China's Belt and Road Initiative signed a record US$213.5 billion in new deals in 2025, a 75% increase from 2024, according to a report by Australia's Griffith Asia Institute. Investments shifted notably towards Africa and Central Asia, with energy deals comprising 43% of total engagement. The year marked both record highs in clean energy and a near threefold surge in fossil fuels to US$71.5 billion.
China's Belt and Road Initiative advanced further in 2025, signing new deals worth US$213.5 billion, contributing to a cumulative US$1.4 trillion in investments and construction contracts across 150 countries since its 2013 launch. This surge was driven by soaring metals projects in Central Asia and a pivot in investments towards Africa.

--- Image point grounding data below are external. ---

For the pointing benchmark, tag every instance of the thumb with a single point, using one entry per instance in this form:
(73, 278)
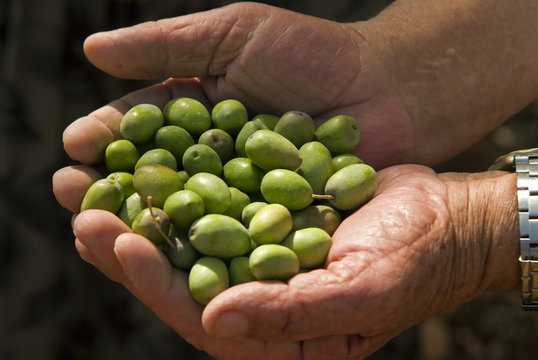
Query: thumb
(188, 46)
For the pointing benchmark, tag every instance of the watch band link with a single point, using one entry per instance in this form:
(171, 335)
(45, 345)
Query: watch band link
(526, 165)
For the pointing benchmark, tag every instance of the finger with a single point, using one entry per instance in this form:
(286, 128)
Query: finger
(193, 45)
(86, 139)
(97, 230)
(70, 184)
(149, 276)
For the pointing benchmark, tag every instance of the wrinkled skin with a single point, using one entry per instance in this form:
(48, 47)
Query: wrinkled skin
(424, 244)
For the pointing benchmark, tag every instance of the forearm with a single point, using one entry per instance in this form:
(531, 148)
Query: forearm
(460, 67)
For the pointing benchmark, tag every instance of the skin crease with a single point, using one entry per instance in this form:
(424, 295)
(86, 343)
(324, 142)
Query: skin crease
(436, 236)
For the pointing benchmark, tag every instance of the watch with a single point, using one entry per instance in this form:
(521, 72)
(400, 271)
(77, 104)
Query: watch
(525, 164)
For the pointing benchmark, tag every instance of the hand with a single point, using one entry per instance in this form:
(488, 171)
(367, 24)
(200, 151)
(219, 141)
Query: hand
(398, 260)
(425, 80)
(416, 235)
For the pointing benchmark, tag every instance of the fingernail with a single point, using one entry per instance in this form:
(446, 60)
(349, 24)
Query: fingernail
(231, 325)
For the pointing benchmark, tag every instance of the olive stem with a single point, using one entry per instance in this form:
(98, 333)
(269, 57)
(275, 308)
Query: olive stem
(323, 197)
(157, 225)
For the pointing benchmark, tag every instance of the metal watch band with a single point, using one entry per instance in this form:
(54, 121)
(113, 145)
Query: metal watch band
(526, 165)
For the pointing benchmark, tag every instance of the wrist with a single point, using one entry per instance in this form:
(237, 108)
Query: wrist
(485, 216)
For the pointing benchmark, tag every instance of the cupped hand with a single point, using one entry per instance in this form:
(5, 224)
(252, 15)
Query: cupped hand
(273, 61)
(393, 263)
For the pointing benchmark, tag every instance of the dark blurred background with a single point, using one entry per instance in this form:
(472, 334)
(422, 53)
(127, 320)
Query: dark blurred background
(55, 306)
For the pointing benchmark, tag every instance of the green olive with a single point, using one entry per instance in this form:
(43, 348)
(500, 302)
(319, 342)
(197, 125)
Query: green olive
(238, 201)
(239, 271)
(286, 187)
(270, 225)
(121, 155)
(321, 216)
(157, 156)
(190, 114)
(219, 235)
(208, 278)
(296, 126)
(229, 115)
(201, 158)
(183, 207)
(270, 150)
(212, 189)
(104, 194)
(273, 262)
(317, 165)
(174, 139)
(340, 134)
(220, 141)
(250, 210)
(131, 207)
(140, 123)
(156, 181)
(311, 246)
(125, 181)
(180, 252)
(268, 120)
(152, 223)
(241, 173)
(241, 139)
(351, 186)
(343, 160)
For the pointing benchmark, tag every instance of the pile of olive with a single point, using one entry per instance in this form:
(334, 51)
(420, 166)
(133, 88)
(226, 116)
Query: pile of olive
(229, 199)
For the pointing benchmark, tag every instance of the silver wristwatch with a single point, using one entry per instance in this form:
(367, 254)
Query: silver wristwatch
(525, 164)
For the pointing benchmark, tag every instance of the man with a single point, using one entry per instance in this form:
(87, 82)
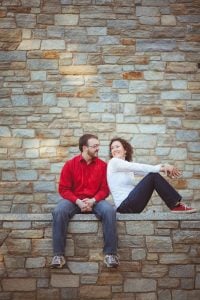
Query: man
(84, 187)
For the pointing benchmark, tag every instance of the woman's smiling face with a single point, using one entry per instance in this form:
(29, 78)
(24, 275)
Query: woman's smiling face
(117, 150)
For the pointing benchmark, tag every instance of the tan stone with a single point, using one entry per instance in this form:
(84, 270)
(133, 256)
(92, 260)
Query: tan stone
(149, 110)
(133, 75)
(64, 280)
(10, 35)
(78, 70)
(181, 67)
(110, 278)
(19, 284)
(101, 292)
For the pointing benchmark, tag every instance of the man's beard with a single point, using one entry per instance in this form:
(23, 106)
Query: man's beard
(92, 154)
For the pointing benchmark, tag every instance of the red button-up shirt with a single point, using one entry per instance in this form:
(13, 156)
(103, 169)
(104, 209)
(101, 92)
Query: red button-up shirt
(79, 180)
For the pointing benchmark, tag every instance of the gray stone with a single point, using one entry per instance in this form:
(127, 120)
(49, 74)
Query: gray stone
(83, 267)
(138, 285)
(155, 45)
(159, 244)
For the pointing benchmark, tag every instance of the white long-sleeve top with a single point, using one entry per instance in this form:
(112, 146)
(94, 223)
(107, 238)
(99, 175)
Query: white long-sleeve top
(120, 177)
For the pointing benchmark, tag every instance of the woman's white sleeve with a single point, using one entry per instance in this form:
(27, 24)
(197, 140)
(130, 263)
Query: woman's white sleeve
(120, 165)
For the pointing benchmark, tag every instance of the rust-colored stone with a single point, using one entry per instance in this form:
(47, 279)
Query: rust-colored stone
(128, 41)
(50, 54)
(133, 75)
(149, 110)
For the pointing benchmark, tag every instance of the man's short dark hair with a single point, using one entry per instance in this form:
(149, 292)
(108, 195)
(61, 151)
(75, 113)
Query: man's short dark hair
(83, 141)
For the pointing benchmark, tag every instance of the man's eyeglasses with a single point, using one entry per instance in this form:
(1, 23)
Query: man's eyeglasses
(94, 146)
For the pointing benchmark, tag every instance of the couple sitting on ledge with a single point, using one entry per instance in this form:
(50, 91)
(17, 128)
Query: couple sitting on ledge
(85, 182)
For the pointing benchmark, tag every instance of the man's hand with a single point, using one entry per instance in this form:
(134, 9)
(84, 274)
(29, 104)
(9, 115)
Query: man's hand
(170, 171)
(89, 202)
(85, 204)
(81, 205)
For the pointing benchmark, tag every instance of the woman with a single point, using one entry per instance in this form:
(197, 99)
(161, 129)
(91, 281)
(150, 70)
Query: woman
(131, 198)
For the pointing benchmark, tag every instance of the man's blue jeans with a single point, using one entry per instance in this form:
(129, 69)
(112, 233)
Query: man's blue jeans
(65, 210)
(141, 194)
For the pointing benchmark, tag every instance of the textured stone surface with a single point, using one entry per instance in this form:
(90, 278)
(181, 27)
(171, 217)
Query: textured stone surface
(173, 266)
(114, 68)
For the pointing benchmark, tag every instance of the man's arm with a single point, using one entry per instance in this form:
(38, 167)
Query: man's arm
(65, 183)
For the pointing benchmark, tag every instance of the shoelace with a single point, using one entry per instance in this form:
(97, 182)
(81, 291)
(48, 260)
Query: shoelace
(113, 258)
(184, 206)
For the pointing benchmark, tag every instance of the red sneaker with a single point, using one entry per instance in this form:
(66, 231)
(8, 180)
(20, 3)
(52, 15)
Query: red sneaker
(183, 208)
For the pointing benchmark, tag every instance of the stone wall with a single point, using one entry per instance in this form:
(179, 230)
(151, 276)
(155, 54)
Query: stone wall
(111, 67)
(159, 256)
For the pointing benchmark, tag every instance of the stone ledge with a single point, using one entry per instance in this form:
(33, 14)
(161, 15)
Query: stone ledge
(91, 217)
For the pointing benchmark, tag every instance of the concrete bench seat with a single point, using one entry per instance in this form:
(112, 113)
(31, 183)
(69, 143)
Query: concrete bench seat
(159, 258)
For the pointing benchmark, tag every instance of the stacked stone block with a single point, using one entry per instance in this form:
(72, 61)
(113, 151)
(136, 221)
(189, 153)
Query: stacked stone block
(159, 259)
(111, 67)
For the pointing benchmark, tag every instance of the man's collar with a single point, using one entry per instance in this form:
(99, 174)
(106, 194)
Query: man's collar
(82, 159)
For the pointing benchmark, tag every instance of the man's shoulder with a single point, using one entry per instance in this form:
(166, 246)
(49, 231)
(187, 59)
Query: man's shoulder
(101, 161)
(73, 159)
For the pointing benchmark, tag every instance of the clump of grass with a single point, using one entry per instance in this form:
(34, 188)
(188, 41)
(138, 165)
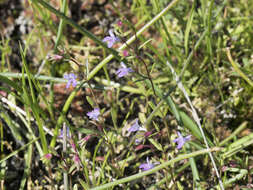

The Griffith Asia Institute's report, released on Sunday, notes that the value of new deals rose 75% from 2024, with energy accounting for 43% of total engagement—an increase of more than 10 percentage points from the prior year. It described 2025 as the "greenest and dirtiest" year on record for Belt and Road energy deals: investments in clean energy like solar and wind hit record levels, while fossil fuel agreements jumped nearly threefold year-on-year to US$71.5 billion.
The report highlights surges in projects involving mining, metals, fossil fuels, and new technologies. Key areas include Kazakhstan, Vietnam, and Morocco, alongside lithium batteries, copper, and artificial intelligence. Despite challenges like US tariffs, China's global infrastructure strategy maintained strong momentum.